INESC TEC researchers developed the LazyFS tool, capable of injecting faults and reproducing data loss bugs. The solution helps to understand the origin and cause of said bugs, but also to validate protection mechanisms against failures.
The dictionary tells us that the term “bug”, used to describe software errors, also means “insect”. Small creatures that, depending on their constitution or number, can cause significant disruptions to human life. In the digital context, where the term is also used, the meaning does not differ from the original. The existence of errors in software can have consequences ranging from abnormal functioning to complete inoperability. Depending on how relevant programs are for users worldwide, disruptions can reach significant levels – and lead to major losses.
It is not surprising that science is committed to finding a way to identify, eliminate or, ultimately, reduce the consequences associated with them. “When Amnesia Strikes: Understanding and Reproducing Data Loss Bugs with Fault Injection”, by Maria Ramos, João Azevedo, José Pereira, Tânia Esteves, Ricardo Macedo, and João Paulo, researchers at INESC TEC, focuses precisely on these matters.
Throughout the research, the authors studied and reproduced bugs leading to information loss – especially in data-centric applications, namely databases and storage systems -, to automate and simplify said processes. They also tried to understand the cause of the bugs, relying on information about the operations carried out by the systems and identifying vulnerable data. Then, the researchers validated protection mechanisms against this type of bugs.
According to Maria Ramos, “the problems that development teams face when trying to reproduce and debug data durability issues – a process that consists of finding and correcting unwanted errors – represented one of the motivations for this work. Users often provide ambiguous reports without clear reproduction steps or with complex, manual actions”. The difficulty associated with reproducing bugs often leads users to suggest modifying the source code of applications, abruptly interrupting the computers’ power connection in very specific time windows.
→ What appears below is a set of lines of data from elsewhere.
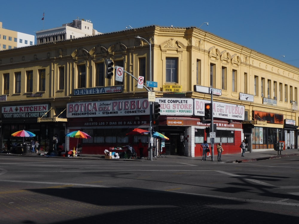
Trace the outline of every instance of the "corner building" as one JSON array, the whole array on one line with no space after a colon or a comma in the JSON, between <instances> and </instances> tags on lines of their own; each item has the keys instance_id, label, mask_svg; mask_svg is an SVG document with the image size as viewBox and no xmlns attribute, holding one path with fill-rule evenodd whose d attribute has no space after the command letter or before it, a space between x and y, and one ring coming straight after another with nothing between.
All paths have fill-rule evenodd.
<instances>
[{"instance_id":1,"label":"corner building","mask_svg":"<svg viewBox=\"0 0 299 224\"><path fill-rule=\"evenodd\" d=\"M106 59L125 72L106 78ZM224 153L240 153L245 137L250 151L280 141L286 149L298 146L298 68L195 27L153 26L3 51L0 72L2 142L25 128L42 150L55 134L68 150L77 139L65 134L80 130L92 136L79 139L83 153L129 143L137 149L141 139L147 154L148 136L126 135L149 129L148 91L136 81L142 76L146 86L157 82L154 129L170 140L155 144L167 154L201 156L200 145L210 142L202 118L211 90L215 153L220 141Z\"/></svg>"}]
</instances>

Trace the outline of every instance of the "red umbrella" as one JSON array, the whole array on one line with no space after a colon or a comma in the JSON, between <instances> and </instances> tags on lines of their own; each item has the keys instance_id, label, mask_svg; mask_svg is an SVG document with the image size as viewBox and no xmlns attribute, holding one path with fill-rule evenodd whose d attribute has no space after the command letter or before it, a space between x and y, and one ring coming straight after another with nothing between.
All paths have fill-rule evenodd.
<instances>
[{"instance_id":1,"label":"red umbrella","mask_svg":"<svg viewBox=\"0 0 299 224\"><path fill-rule=\"evenodd\" d=\"M127 133L126 134L128 135L135 135L138 134L147 134L150 133L150 131L147 130L144 130L141 128L134 128L129 133Z\"/></svg>"}]
</instances>

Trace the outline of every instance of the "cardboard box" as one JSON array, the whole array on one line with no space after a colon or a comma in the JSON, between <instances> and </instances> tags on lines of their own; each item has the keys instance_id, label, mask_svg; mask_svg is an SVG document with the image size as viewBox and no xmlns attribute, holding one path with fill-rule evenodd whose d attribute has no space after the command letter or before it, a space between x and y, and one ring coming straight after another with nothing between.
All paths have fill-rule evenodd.
<instances>
[{"instance_id":1,"label":"cardboard box","mask_svg":"<svg viewBox=\"0 0 299 224\"><path fill-rule=\"evenodd\" d=\"M112 157L112 152L108 152L105 154L105 159L111 159Z\"/></svg>"}]
</instances>

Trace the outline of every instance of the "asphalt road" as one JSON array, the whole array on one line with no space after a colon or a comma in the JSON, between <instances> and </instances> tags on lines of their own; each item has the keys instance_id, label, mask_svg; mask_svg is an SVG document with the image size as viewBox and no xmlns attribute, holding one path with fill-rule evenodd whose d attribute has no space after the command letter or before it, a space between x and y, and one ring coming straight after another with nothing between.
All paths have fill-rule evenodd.
<instances>
[{"instance_id":1,"label":"asphalt road","mask_svg":"<svg viewBox=\"0 0 299 224\"><path fill-rule=\"evenodd\" d=\"M0 223L299 221L299 157L156 161L0 156Z\"/></svg>"}]
</instances>

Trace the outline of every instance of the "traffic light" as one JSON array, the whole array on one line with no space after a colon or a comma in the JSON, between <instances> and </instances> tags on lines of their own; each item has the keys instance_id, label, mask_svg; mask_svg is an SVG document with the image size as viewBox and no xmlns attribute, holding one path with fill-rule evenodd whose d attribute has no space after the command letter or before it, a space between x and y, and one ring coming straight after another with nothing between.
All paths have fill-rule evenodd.
<instances>
[{"instance_id":1,"label":"traffic light","mask_svg":"<svg viewBox=\"0 0 299 224\"><path fill-rule=\"evenodd\" d=\"M106 78L111 79L113 75L113 66L114 64L112 60L106 59Z\"/></svg>"},{"instance_id":2,"label":"traffic light","mask_svg":"<svg viewBox=\"0 0 299 224\"><path fill-rule=\"evenodd\" d=\"M158 103L155 102L154 103L154 111L152 113L153 120L157 119L159 118L160 116L160 112L161 111L160 110L160 107L161 105Z\"/></svg>"},{"instance_id":3,"label":"traffic light","mask_svg":"<svg viewBox=\"0 0 299 224\"><path fill-rule=\"evenodd\" d=\"M205 104L205 119L207 120L212 119L213 108L211 103Z\"/></svg>"},{"instance_id":4,"label":"traffic light","mask_svg":"<svg viewBox=\"0 0 299 224\"><path fill-rule=\"evenodd\" d=\"M152 104L152 126L158 125L159 124L159 117L160 116L159 113L160 110L160 104L158 103L154 102Z\"/></svg>"}]
</instances>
The solution proposed in the paper, which also featured Jepsen’s Kyle Kingsbury – goes by the name of LazyFS, a software fault injection tool that helps reproduce data loss bugs and test resilience mechanisms. “It is a file system in user space that features its own cache, allowing to inject faults of total or partial data loss and to imitate the behaviour of the operating system (which is at the origin of these bugs)”, explained Maria Ramos. LazyFS can also be combined with bug exploration tools, e.g., Jepsen (a tool that tests the resilience of distributed systems and has already found several bugs in widely used systems).
Another relevant example of the tool showcased at the 2024 edition of the International Conference on Very Large Databases (VLDB) – A* ranking – is the bugs identified independently by LazyFS in etcd (a key-value database), which were promptly reported and confirmed. This fuelled the team’s interest in integrating the tool produced by INESC TEC researchers into their tests. The same happened with PostgreSQL and MongoDB, within the scope of databases.
The researchers mentioned in this news piece are associated with INESC TEC and UMinho.